U.S. economic growth in the second quarter was slower than previously thought and consumer confidence sank in August, further reducing prospects of a strong pick-up in output in the second half of the year.

Gross domestic product expanded at an annual rate of 1 percent, the Commerce Department said on Friday, as business inventories and exports were less robust. That was a downward revision of the government's prior 1.3 percent growth estimate.

Separately, the Thomson Reuters/University of Michigan consumer sentiment index fell to 55.7 this month from 63.7 in July. It was slightly better than August's preliminary reading of 54.9, which had been the lowest level since May 1980.

Despite the anemic growth pace in the first half of the year and the sharp erosion of consumer confidence, economists did not believe the economy will fall back into recession.

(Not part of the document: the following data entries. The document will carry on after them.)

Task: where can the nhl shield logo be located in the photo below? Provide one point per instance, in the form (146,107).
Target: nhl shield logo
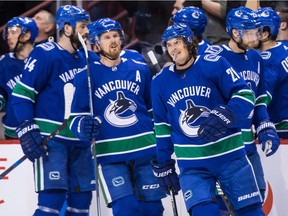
(120,113)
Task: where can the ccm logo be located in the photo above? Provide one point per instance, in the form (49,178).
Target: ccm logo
(147,187)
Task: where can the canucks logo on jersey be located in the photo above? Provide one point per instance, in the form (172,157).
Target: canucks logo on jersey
(191,114)
(120,113)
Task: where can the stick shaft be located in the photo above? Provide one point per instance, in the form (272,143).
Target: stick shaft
(93,141)
(173,202)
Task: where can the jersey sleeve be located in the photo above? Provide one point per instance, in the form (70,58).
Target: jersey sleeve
(35,76)
(260,113)
(80,103)
(240,99)
(3,94)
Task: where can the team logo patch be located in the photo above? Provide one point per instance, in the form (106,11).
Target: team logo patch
(187,195)
(54,175)
(118,181)
(120,113)
(189,116)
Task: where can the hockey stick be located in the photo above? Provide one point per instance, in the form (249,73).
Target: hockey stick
(154,61)
(173,202)
(68,89)
(224,199)
(93,141)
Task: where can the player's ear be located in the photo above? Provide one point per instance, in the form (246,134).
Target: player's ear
(25,37)
(283,26)
(235,33)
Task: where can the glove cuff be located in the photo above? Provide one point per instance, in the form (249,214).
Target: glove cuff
(265,125)
(25,127)
(223,112)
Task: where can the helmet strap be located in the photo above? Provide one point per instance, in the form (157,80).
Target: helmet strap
(239,44)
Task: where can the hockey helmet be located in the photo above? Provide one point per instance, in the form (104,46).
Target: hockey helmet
(194,17)
(70,14)
(269,17)
(242,18)
(25,23)
(101,26)
(175,31)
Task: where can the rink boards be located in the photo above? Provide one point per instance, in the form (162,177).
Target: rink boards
(17,195)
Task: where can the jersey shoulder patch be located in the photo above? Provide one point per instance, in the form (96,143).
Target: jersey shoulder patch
(266,54)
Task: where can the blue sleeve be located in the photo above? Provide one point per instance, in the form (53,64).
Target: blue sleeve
(80,104)
(35,76)
(233,88)
(260,112)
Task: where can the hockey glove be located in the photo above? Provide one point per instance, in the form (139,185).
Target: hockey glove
(216,124)
(31,140)
(89,127)
(167,176)
(268,138)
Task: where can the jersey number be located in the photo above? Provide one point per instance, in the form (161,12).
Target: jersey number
(233,74)
(30,64)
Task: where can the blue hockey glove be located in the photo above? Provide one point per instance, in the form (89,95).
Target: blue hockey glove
(216,124)
(167,176)
(268,138)
(31,140)
(89,127)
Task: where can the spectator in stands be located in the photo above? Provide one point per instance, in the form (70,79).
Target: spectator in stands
(20,34)
(283,30)
(46,24)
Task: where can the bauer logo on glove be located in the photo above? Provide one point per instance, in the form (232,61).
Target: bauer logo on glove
(26,129)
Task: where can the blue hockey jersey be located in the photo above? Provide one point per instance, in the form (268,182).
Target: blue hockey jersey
(182,102)
(40,94)
(121,98)
(10,73)
(276,61)
(250,67)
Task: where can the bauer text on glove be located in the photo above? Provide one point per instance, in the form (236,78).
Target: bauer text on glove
(167,176)
(268,138)
(216,124)
(31,140)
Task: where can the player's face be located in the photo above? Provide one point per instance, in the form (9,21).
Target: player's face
(41,19)
(13,34)
(110,43)
(177,49)
(81,27)
(250,38)
(177,6)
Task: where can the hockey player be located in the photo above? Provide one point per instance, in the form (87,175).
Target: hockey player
(196,19)
(283,29)
(127,53)
(198,105)
(243,26)
(20,34)
(275,58)
(41,105)
(126,143)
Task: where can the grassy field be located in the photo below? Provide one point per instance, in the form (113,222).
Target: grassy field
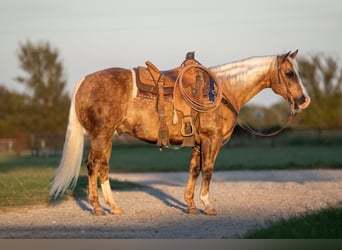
(24,181)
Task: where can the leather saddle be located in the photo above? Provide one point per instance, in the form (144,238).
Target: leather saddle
(161,85)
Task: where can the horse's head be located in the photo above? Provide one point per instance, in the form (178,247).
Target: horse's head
(286,82)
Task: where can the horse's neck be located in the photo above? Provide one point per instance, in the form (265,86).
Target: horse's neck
(244,79)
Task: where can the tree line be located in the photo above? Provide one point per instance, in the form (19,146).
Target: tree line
(45,105)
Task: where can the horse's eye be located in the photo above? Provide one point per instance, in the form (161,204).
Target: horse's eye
(289,74)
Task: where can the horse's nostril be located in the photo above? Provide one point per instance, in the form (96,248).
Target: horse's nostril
(303,102)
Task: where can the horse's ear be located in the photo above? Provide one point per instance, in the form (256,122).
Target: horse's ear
(294,54)
(283,57)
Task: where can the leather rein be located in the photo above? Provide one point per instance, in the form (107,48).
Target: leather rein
(251,130)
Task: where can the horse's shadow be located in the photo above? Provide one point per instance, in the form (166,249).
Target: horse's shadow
(80,194)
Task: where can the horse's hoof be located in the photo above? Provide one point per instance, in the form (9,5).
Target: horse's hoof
(193,210)
(99,212)
(117,211)
(210,211)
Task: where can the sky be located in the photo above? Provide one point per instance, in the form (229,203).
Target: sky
(94,35)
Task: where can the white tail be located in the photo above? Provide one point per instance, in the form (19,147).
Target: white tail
(69,167)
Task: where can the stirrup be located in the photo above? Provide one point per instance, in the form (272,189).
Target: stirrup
(188,127)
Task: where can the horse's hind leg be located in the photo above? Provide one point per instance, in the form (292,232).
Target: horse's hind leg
(105,184)
(97,164)
(195,169)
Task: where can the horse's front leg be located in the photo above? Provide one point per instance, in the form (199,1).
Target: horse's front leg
(195,169)
(209,152)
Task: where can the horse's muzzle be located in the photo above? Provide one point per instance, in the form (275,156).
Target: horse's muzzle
(303,102)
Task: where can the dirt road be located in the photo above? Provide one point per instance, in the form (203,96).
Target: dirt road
(243,200)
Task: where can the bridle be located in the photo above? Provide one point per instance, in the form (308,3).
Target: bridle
(293,110)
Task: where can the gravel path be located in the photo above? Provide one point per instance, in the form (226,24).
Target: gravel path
(243,200)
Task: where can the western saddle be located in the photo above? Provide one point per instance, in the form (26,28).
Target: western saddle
(189,87)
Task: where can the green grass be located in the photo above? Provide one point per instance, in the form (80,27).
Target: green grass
(148,158)
(322,224)
(25,180)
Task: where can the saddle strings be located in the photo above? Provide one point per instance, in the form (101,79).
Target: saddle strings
(200,107)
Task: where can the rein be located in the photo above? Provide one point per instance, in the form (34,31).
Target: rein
(248,128)
(253,131)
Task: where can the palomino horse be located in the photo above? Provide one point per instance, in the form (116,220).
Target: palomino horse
(106,102)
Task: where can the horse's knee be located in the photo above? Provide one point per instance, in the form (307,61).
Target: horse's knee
(195,171)
(207,173)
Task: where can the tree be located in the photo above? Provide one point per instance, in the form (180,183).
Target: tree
(45,80)
(322,78)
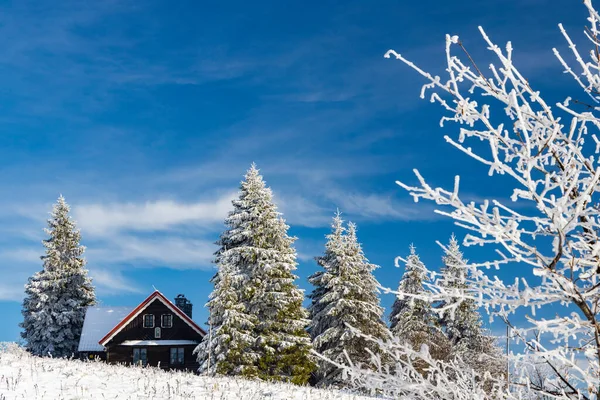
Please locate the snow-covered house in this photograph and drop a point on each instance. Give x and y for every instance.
(156, 332)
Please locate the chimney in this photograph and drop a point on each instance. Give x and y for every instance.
(184, 305)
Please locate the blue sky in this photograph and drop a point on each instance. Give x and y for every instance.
(145, 116)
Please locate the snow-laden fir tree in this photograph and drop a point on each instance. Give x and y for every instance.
(225, 350)
(257, 254)
(56, 297)
(462, 324)
(412, 319)
(345, 294)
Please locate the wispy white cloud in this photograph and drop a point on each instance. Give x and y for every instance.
(111, 282)
(166, 251)
(105, 219)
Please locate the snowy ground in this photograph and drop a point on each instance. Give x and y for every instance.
(23, 376)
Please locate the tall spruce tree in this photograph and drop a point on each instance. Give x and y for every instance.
(57, 296)
(263, 304)
(225, 350)
(463, 325)
(345, 294)
(412, 319)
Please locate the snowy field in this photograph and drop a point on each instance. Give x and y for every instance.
(23, 376)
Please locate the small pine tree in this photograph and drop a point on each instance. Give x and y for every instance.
(463, 325)
(412, 319)
(224, 349)
(56, 297)
(345, 294)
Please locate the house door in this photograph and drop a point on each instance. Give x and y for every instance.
(140, 356)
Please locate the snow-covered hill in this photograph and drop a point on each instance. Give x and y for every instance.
(23, 376)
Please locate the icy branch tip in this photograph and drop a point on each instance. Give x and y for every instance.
(391, 52)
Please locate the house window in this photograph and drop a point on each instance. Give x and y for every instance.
(149, 321)
(166, 321)
(176, 355)
(140, 356)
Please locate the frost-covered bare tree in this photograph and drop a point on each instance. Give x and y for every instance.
(551, 225)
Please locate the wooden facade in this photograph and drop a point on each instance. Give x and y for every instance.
(155, 333)
(157, 355)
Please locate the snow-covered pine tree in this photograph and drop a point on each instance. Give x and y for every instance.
(57, 296)
(412, 319)
(462, 324)
(273, 297)
(345, 293)
(262, 310)
(225, 349)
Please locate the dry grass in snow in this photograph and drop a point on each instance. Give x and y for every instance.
(23, 376)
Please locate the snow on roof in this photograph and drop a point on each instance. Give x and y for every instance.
(98, 321)
(158, 342)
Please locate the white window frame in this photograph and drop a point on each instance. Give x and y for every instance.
(143, 361)
(144, 321)
(177, 351)
(162, 325)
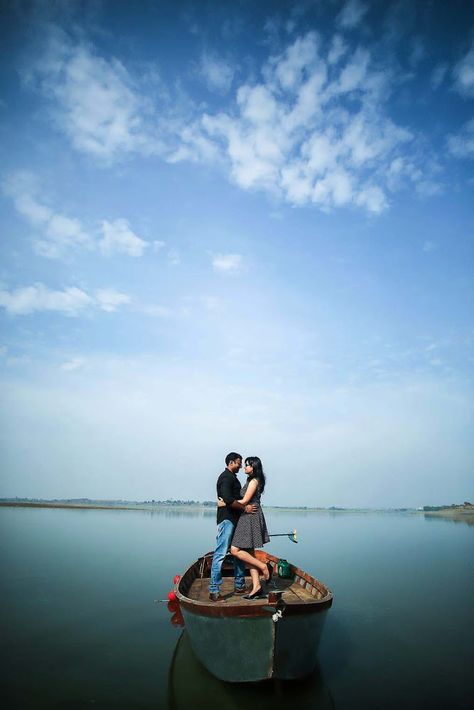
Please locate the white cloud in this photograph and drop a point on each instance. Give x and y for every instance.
(70, 301)
(95, 100)
(173, 257)
(227, 263)
(108, 299)
(315, 132)
(313, 128)
(76, 363)
(61, 234)
(217, 73)
(352, 14)
(120, 239)
(337, 50)
(30, 299)
(461, 144)
(464, 75)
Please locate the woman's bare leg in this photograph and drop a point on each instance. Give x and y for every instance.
(252, 561)
(255, 580)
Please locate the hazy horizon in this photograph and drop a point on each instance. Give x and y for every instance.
(238, 226)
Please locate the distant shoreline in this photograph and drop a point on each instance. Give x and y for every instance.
(456, 512)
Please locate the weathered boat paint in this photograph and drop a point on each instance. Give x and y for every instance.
(240, 642)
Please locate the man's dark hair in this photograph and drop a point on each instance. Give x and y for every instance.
(232, 457)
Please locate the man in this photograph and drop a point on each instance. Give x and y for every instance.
(228, 488)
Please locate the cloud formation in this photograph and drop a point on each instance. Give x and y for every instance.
(120, 239)
(314, 131)
(461, 144)
(227, 263)
(61, 234)
(217, 73)
(314, 128)
(96, 102)
(464, 75)
(69, 302)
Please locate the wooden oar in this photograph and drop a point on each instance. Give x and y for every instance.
(291, 536)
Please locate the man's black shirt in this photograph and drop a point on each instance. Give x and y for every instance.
(228, 488)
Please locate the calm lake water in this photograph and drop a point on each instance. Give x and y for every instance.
(80, 627)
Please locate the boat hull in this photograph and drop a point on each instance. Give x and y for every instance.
(246, 649)
(246, 641)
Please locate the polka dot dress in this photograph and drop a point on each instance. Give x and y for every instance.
(251, 529)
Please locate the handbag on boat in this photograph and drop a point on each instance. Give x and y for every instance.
(284, 569)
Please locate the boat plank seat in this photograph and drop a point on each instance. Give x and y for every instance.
(293, 592)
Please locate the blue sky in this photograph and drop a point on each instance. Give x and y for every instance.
(241, 226)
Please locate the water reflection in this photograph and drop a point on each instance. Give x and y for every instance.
(466, 519)
(190, 685)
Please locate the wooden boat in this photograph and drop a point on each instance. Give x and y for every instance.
(191, 685)
(243, 640)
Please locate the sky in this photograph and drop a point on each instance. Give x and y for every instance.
(237, 226)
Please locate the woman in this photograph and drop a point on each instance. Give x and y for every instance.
(251, 530)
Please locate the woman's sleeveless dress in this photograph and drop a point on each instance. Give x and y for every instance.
(251, 529)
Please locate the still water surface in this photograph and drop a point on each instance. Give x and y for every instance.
(80, 627)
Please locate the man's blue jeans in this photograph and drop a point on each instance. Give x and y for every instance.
(225, 531)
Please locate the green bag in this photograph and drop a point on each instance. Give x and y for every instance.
(284, 569)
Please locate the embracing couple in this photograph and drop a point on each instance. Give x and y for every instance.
(240, 525)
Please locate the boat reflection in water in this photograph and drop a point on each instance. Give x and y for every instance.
(242, 640)
(191, 685)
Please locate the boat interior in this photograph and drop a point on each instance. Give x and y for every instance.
(300, 588)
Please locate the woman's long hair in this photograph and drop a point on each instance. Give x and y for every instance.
(257, 472)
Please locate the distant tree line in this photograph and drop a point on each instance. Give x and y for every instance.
(427, 508)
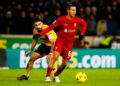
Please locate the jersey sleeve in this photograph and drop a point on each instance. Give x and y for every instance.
(35, 31)
(83, 25)
(51, 35)
(56, 23)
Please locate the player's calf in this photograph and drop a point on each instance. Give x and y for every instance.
(23, 77)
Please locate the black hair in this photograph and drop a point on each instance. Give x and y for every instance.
(37, 18)
(70, 5)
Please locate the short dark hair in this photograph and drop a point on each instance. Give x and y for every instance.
(37, 18)
(70, 5)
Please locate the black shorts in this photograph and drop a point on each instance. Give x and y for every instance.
(43, 49)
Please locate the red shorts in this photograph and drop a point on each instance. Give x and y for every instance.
(64, 51)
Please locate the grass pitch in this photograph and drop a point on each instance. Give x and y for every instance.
(96, 77)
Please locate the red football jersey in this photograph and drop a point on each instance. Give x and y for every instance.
(67, 29)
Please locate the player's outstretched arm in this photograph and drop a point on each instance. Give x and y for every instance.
(56, 23)
(35, 40)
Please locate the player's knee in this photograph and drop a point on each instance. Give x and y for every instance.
(51, 67)
(56, 56)
(65, 63)
(32, 58)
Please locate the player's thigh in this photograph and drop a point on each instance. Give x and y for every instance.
(65, 62)
(56, 54)
(35, 56)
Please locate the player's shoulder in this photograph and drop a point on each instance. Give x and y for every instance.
(78, 19)
(35, 31)
(44, 26)
(61, 18)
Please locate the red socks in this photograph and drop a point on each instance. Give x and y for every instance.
(48, 72)
(60, 69)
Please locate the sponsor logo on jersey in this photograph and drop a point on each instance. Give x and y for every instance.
(65, 30)
(75, 24)
(69, 30)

While confidence indicators have plummeted of late, the most timely hard economic numbers certainly do not suggest that the economy has fallen back into a recession, said Harm Bandholz, chief U.S. economist UniCredit Research in New York.

Instead, we still continue to expect that growth in the second half of the year will accelerate to about 2 percent.

Federal Reserve Chairman Ben Bernanke told a gathering of central bankers from around the globe in Jackson Hole, Wyoming, it appeared that factors restraining growth were more likely of a persistent nature than temporary.

However, he stopped short of signaling further monetary policy action to bolster the ailing economy.

The economy advanced just 0.4 percent in the first quarter. Economists had expected second-quarter GDP to be marked down to a 1.0 percent rate.

The second GDP estimate for the quarter confirmed growth almost stalled in the first six months of this year.

U.S. stocks initially fell sharply on the data and disappointment that Bernanke had not signaled further policy easing, but they subsequently recovered most of the losses. Prices of U.S. Treasuries rallied, while the dollar was little changed.

BUSINESS INVENTORIES, EXPORTS LESS ROBUST

Economists said the economy was in desperate need of both fiscal and monetary stimulus, but none expected much help from both fronts.

The U.S. central bank is seen as having little ammunition left after cutting interest rates to near zero and injecting massive amounts of money into the economy to boost growth.

At the same time, there is no appetite to increase government spending because of a huge budget deficit.

The economy is on its own, said Christopher Probyn, chief economist at State Street Global Advisors in Boston. We are not going to get a marked acceleration in growth.

The downward revisions to second-quarter growth came as businesses accumulated fewer goods than previously estimated.

Business inventories increased $40.6 billion instead of $49.6 billion, cutting 0.23 percentage point from GDP growth during the quarter.

However, the slow build-up of inventories means goods are not piling up on shelves, which should support growth in the third quarter. Excluding inventories, the economy grew at a 1.2 percent rate.

Output was also curbed by exports, which grew at a 3.1 percent pace instead of 6.0 percent. Imports increased at a 1.9 percent rate rather than 1.3 percent.

That left a slightly wider trade deficit, and trade barely contributed to GDP growth. Trade had previously been estimated to have added 0.58 percentage point to overall output.

The drag from business inventories was offset by growth in consumer spending, which was revised up to a 0.4 percent rate from 0.1 percent. The increase in spending, which accounts for more than two-thirds of U.S. economic activity, was still the smallest since the fourth quarter of 2009.

Business spending was revised to a 9.9 percent rate of increase from 6.3 percent as investment in nonresidential structures and equipment and software was stronger than previously estimated.

But there are fears the recent stock market rout could make businesses a bit hesitant to spend on capital and hiring.

The report also showed that after-tax corporate profits increased 4.1 percent in the second quarter after edging up 0.1 percent in the first three months of the year.